Aktualności ze świata miłośników twórczości Tolkiena

*únehta to ‚atom’, czyli trochę o fizyce i metafizyce Ardy

Źródło: Tengwestië: A Glossary of Elvish Terms in Fragments on Elvish Reincarnation

Nowa książka francuskiego tolkienisty dr. Michaëla Devaux nosi tytuł J.R.R. Tolkien, l’effigie des Elfes (‚J.R.R. Tolkien, wizerunek Elfów’, Wydawnictwo La Feuille de la Compagnie, Cahier d’études tolkiniennes, No 3; Paris, Bragelonne, 2014, ok. 500 stron.).

Praca jest zbiorem esejów napisanych przez Devaux, ale znajdują się tam również fragmenty pism profesora Tolkiena z okresu od lat 50. do roku 1972, które dotyczą elfiej reinkarnacji i związanych z nią zagadnień metafizycznych. Ta część książki (wydana i po francusku, i po angielsku, co może być ważne dla polskich badaczy pism Tolkiena) nosi tytuł „Fragments on Elvish Reincarnation”. Dr Devaux zaprosił do współpracy Carla F. Hostettera (redaktora lingwistycznych pism Mistrza Tolkiena), żeby przygotował specjalny słownik terminów filozoficznych (metafizycznych), które spotykamy w tych pismach. Na stronie Tengwestië: A Glossary of Elvish Terms in Fragments on Elvish Reincarnation Carl opublikował w ostatnich dniach oryginalny angielski słowniczek, którzy przygotował do francuskiej książki. Jest on bardzo ciekawy. Mówi bowiem wiele o metafizycznej i fizycznej strukturze Ardy!

Dowiadujemy się z niego (wiemy to już z HoMe X, ale warto te sprawy zebrać i jeszcze raz opisać), że istnieje quenejski termin erma ‚substancja pierwotna; primary substance’ (dosł. ‚to co jest pierwsze’). Jest to w filozofii mitu Tolkiena homogeniczna, jednorodna, niezróżnicowana pierwotna substancja właściwa dla pierwotnego stanu Kreacji dokonanej przez Jedynego Boga (Eru).

Następnie dowiadujemy się o terminie ermenië, który kojarzy się z terminem filozofii arystotelesowskiej i chrześcijańskiej, znanym jako Primum Mobile (moc sprawcza, pierwsza przyczyna ruchu). Od owego ‚jedynego poruszyciela’ (prawie dosłowne tłumaczenie terminu quenejskiego) pochodzi całe życie w świecie tolkienowskiego mitu.

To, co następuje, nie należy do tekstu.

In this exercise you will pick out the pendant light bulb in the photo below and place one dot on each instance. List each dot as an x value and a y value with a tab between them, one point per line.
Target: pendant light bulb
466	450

Z kolei czytamy o quenejskich terminach estel ‚zaufanie, wiara; trust, faith’, o fëa (l. mn. fëar) ‚dusza, duch zamieszkujący ciało istoty wcielonej; soul, indwelling spirit, of an incarnate being’, o Imbar ‚»Miejsce Zamieszkania«, Ziemia; »The Habitation«, the Earth’, o nassë ‚materiał; material’ (l. mn. nassi; dosłownie ‚to, co jest’).

Ciekawym słowem jest *únehta, l. mn. únehtar czyli… ‚atom’! Carl F. Hostetter wywodzi to słowo od określenia quenejskiego ú-nehta ‚nie-podzielne’, czyli dosłownie to, co wyraża greckie klasyczne ατομ-ος ‚niepodzielne; indivisible’ (< α + -τομ-ος). Owe únehtar to najmniejsze możliwe do wydzielenia cząstki, „najmniejsze możliwe wielkości, które ukazują wewnętrzny wzorzec, odróżniający jedną nassë od innych nassi.

Widzimy zatem, jakie można dostrzec podobieństwa między metafizyką dzieła Tolkiena, a metafizyką starożytnych Greków. Temat na pewno warty jest dyskusji, a sama książka Michaëla Devaux jest warta naszej uwagi.

_____________________

G-i-P stands for Gwaith-i-Phethain, ‚The Fellowship of the Word-smiths’ or the linguistic website devoted to post-Tolkienian constructions in the “reconstructed” languages of Middle-earth [link].

Visit us on Facebook!

Kategorie wpisu: G-i-P Report, Lingwistyka, Utwory Tolkiena

1 komentarz do wpisu "*únehta to ‚atom’, czyli trochę o fizyce i metafizyce Ardy"

Galadhorn, dnia 13.01.2015 o godzinie 12:39

Wygląda na to, że nassë jest czymś podobnym do naszych pierwiastków z układu okresowego.